Thursday, October 22, 2009
I met with the head of our local Muslim school yesterday, who I have known for over 10 years. I have been involved with the school for many years, but not as much as I would have liked after the birth of my children. I am going to be taking on a more active role now and I am very excited about that.
I had a very good talk with my friend, not only about the school and my son's school, which have a wonderful alliance, but also about life.
We talked a lot about my marriage and about my father-in-law. He was very surprised that my father-in-law had not been more supportive of both me and my marriage. He was also very surprised that my father-in-law did not work more closely with my husband. He said in Yemen, when a father is successful, it makes him proud to bring his son up in that same tradition.
I remember the same thing from my former father-in-law. Although he was not wealthy, he did own quite a bit of land. He was so proud of the fact that some day he would give all of that to his sons. (Women receive their inheritance when they marry as a way of insuring their financial control within the marriage. The money is theirs to keep. If the marriage goes south, they are not stuck.)

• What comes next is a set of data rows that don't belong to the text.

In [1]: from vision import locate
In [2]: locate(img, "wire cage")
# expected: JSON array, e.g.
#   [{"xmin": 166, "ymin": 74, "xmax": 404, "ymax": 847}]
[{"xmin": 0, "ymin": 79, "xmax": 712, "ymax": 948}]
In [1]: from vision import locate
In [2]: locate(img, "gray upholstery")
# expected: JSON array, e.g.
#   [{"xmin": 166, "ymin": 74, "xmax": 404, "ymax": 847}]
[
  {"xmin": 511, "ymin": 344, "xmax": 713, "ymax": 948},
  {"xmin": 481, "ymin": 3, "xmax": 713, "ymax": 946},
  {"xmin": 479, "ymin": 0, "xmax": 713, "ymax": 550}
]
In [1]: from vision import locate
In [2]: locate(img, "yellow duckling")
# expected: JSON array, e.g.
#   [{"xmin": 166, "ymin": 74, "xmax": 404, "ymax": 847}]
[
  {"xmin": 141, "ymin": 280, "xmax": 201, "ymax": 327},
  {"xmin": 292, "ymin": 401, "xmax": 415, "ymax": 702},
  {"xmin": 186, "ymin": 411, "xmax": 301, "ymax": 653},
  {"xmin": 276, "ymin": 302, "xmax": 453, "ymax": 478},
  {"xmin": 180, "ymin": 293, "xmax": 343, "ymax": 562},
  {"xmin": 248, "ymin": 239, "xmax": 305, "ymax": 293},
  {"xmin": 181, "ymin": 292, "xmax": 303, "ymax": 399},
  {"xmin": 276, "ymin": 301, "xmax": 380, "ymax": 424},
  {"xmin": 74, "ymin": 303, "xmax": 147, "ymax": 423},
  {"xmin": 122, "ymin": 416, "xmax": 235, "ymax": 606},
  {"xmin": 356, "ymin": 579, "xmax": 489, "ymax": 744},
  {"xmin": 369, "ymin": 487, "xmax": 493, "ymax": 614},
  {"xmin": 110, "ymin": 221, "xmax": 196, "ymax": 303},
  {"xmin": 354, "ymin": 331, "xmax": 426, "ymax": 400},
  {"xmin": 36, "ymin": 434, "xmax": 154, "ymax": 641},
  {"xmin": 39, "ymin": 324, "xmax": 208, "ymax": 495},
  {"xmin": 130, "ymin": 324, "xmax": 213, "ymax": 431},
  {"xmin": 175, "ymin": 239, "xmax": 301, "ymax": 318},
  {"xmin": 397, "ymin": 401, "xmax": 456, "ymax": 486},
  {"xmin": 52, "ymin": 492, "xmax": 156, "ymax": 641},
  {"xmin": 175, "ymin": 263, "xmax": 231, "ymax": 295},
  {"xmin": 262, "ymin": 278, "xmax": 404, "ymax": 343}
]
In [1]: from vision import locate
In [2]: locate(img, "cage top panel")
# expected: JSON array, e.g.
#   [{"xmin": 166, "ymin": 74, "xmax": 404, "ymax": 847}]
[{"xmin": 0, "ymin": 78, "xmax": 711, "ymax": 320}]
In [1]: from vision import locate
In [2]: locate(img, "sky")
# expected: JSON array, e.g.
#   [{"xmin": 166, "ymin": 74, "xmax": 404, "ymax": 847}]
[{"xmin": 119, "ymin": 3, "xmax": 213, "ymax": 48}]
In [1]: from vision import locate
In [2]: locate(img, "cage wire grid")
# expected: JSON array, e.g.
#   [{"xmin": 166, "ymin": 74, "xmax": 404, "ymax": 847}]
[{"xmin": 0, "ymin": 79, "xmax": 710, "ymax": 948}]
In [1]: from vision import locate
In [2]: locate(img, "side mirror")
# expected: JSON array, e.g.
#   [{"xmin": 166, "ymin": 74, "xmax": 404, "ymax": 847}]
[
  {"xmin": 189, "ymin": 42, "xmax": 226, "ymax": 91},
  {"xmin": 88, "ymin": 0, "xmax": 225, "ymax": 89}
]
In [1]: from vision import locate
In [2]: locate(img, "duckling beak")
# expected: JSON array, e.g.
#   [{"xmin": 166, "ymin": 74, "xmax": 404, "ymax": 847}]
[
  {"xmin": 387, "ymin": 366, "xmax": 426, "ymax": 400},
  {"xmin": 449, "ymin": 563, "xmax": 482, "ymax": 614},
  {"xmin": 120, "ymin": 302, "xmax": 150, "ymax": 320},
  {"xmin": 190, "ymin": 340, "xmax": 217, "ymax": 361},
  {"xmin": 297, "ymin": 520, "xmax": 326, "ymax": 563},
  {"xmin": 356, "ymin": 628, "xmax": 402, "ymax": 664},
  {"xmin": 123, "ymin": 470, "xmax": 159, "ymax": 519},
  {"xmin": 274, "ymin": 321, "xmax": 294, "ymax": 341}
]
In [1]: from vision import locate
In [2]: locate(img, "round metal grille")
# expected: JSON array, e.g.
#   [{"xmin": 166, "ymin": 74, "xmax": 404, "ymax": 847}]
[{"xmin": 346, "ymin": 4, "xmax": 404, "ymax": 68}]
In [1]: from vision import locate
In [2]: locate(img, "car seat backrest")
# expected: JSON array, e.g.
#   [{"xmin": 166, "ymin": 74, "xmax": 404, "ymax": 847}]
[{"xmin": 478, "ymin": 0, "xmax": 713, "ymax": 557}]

When I was leaving, my friend showed me the new library at the school, which he was very proud of. I noticed a women's studies section and in particular a book about Islamic Feminism, which I also have at home. I told him that we need to make sure that the girls graduate as Muslim feminists! Then I stopped myself, and we both agreed that Islam is a feminist religion that empowers women. I don't think very many people think of Islam in that way, but at it's root, that is what Islam set out to do. In many ways, that is what Islam has done for me.
Islam empowered me in a way that no other religion has. And, in going back to work, no other segment of my client base has been more supportive of me than my Muslim base.
I also was reflecting with my husband that it is so interesting that people stereotype Arab and Muslim men as holding back strong women, but my American father-in-law seems to have the problem with me, whereas my Arab and Muslim brothers seem to be very proud of my strength. My previous father-in-law is so proud of me. And yet all I feel from my current father-in-law is disgust.